Five things: Aaron Harrison does it again
1. Aaron Harrison did it again. By "it" we mean a last-second 3 25 feet from the rim from the left wing with a defender in his face. Kentucky trailed 73-71 with 15 seconds to play, and when Andrew Harrison's baseline drive stalled, the Wildcats swung the ball to the sideline to Aaron Harrison. Harrison sized up the defense, glanced at the clock -- there were eight seconds left, then seven -- and let it fly. It went in. Of course it went in.
Harrison ran back down the floor waving his arms, nodding his head, as if to say exactly that: Yep. Again.
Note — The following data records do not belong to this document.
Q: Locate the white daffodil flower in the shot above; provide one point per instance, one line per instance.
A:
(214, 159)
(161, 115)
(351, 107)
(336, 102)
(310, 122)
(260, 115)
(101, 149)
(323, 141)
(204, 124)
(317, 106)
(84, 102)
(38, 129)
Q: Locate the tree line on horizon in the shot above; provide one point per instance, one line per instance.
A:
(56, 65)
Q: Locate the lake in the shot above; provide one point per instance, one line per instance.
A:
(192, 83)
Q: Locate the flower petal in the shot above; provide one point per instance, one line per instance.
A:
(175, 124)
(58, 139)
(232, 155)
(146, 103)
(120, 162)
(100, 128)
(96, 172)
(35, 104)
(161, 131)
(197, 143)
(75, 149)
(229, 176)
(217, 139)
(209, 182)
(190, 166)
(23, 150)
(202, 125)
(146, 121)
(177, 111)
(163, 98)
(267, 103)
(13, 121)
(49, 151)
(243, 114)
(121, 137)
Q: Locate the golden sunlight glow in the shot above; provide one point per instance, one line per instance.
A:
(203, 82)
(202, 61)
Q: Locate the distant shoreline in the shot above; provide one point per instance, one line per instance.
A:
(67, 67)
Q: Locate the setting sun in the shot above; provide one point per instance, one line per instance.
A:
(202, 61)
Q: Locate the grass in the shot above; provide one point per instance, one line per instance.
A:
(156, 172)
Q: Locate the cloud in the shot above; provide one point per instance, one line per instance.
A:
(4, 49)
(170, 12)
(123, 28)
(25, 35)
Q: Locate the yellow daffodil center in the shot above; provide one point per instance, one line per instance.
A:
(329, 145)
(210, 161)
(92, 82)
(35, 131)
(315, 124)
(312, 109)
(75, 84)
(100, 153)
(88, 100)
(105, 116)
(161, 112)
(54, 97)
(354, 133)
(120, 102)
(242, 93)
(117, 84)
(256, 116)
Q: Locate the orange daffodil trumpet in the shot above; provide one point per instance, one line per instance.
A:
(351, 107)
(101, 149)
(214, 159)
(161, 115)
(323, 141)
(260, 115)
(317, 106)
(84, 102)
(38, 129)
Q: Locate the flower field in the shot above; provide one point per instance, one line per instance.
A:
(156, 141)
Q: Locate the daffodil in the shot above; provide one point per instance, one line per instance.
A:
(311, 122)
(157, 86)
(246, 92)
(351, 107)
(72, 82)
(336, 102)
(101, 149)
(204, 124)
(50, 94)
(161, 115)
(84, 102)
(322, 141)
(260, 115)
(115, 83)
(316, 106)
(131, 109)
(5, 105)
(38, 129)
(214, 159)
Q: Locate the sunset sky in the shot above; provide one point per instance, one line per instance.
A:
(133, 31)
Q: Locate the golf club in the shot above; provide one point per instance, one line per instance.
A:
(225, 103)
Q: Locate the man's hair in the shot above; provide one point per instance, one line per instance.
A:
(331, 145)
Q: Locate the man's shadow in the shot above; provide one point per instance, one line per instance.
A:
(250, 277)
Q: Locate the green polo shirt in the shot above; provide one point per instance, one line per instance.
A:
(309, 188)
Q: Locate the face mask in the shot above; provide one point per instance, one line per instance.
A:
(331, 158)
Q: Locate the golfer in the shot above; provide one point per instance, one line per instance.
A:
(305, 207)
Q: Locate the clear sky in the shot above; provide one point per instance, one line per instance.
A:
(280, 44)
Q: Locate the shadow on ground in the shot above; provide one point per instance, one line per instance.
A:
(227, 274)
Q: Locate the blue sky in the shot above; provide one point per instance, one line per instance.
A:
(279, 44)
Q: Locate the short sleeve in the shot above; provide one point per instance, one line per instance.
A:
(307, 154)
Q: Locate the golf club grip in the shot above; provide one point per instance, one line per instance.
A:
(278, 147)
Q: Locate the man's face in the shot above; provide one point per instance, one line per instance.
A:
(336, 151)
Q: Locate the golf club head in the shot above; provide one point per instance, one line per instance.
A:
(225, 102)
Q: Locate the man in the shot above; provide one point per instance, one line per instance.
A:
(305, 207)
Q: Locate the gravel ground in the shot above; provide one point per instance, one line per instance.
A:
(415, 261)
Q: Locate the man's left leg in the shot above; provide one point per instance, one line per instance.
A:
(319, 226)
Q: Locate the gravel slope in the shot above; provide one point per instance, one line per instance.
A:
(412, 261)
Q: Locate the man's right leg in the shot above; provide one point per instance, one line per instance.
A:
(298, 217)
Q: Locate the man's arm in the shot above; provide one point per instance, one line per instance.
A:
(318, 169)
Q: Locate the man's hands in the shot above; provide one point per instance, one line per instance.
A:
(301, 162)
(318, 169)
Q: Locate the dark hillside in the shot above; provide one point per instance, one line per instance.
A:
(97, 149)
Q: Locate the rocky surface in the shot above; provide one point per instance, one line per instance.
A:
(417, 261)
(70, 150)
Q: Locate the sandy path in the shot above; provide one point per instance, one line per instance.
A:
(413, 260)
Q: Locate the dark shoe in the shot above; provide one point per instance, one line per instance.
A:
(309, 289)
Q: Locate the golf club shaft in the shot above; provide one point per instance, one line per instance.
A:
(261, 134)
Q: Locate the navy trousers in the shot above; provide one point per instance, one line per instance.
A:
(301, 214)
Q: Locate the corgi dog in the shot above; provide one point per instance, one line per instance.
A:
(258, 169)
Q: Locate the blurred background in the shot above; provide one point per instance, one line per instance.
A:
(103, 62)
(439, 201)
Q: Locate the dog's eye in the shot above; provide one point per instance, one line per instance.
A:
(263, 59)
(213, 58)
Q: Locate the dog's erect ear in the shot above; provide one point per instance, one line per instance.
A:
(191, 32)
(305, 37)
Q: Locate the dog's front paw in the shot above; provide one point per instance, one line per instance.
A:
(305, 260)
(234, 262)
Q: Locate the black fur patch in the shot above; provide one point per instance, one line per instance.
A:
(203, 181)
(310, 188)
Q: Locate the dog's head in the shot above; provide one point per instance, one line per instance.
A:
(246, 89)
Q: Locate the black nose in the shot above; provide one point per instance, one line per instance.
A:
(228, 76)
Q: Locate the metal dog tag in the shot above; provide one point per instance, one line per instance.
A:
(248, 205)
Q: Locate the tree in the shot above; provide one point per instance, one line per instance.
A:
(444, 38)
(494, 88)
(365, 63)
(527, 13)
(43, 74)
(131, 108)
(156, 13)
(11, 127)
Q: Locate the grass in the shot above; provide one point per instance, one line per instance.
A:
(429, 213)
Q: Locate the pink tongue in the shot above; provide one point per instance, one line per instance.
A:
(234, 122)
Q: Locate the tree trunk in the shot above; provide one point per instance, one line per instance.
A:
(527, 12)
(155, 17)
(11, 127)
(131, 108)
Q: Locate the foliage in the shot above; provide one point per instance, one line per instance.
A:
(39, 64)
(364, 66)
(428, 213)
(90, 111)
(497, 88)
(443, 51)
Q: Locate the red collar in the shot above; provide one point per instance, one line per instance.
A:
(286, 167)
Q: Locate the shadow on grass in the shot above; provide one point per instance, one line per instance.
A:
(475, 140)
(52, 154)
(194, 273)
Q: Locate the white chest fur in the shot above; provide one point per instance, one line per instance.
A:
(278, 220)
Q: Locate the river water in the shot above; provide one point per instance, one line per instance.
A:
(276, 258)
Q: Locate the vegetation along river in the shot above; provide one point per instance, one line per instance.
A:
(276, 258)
Wisconsin had a great look to win -- Traevon Jackson stepped back for a wide-open jumper -- a shot he has made with the buzzer running out a handful of times already in his career -- and it looked good off the glass. It rimmed in and out. Jackson stood in disbelief. Bo Ryan reached to console him and then walked to shake John Calipari's hand.
2. Kentucky shut down Frank Kaminsky -- for most of the game. Kentucky's strategy against Kaminsky -- who had carried the Badgers offensively throughout the tournament, and especially in UW's Elite Eight win over Arizona -- worked. The Wildcats double- and triple-teamed Kaminsky, forcing him to kick the ball and refusing to give him any easy layups. With 90 seconds to play, Kaminsky had six points. His offensive rebound and putback with 1:15 was, to that point, the most important play of the game. It brought Wisconsin back into a tie, but it wasn't enough at the end.
3. Kentucky's offensive rebounding was too much -- for most of the game. For all of the big plays down the stretch, Wisconsin spent most of the game being overwhelmed by the Wildcats' relentless offensive rebounding. It's the same story every game with Kentucky: Calipari's team pummels its way to the rim and bullies its way to the offensive boards, getting easy putbacks. Through the first half and the first five minutes of the second, Julius Randle & Co. were grabbing 48 percent of their missed shots. It wasn't until Wisconsin made its second-half surge that the Badgers finally slowed the Big Blue brawlers down.
4. And Wisconsin did weather that inevitable Wildcats run. Near the end of the first half, after Randle finished a feathery spin-move hook around Kaminsky, he turned and told his team, "We're taking this." The first 10 minutes of the second half bore that confidence out: Kentucky came right at Wisconsin, driving at the Badgers' chests, gobbling up offensive rebounds and locking in on the defensive end. Within six minutes, Kentucky's 15-0 run turned a seven-point UW lead into a 51-43 deficit. The Badgers were in that familiar danger zone, in which a couple more misses or turnovers can turn into a sudden blowout.
But then, on Wisconsin came: With 14:34 to play, Duje Dukan got an easy layup on a gorgeous backdoor pass from Nigel Hayes. Dukan hit a 3-pointer to cut the lead to three. Ben Brust responded to Andrew Harrison's layup with a 3 of his own. Two possessions later, Brust's free throws tied the game at 53-53. Or 0-0. The national semifinal would hang in the balance until the final buzzer.
5. That was a classic. If you watched, you don't need us to tell you, but let's make sure to reiterate it anyway: That was a massive 40 minutes of Final Four basketball. Both teams shot the ball well, both teams executed, both teams scored well above a point per possession (about 1.20 each), both teams had huge, and hugely loud, fan followings. Both teams traded big basket after big basket, one crucial play after the next.
And it ended as it felt destined to: With Harrison making that same unlikely 3 from that same spot, sending these same suddenly unstoppable Wildcats through to the next NCAA tournament challenge. Again.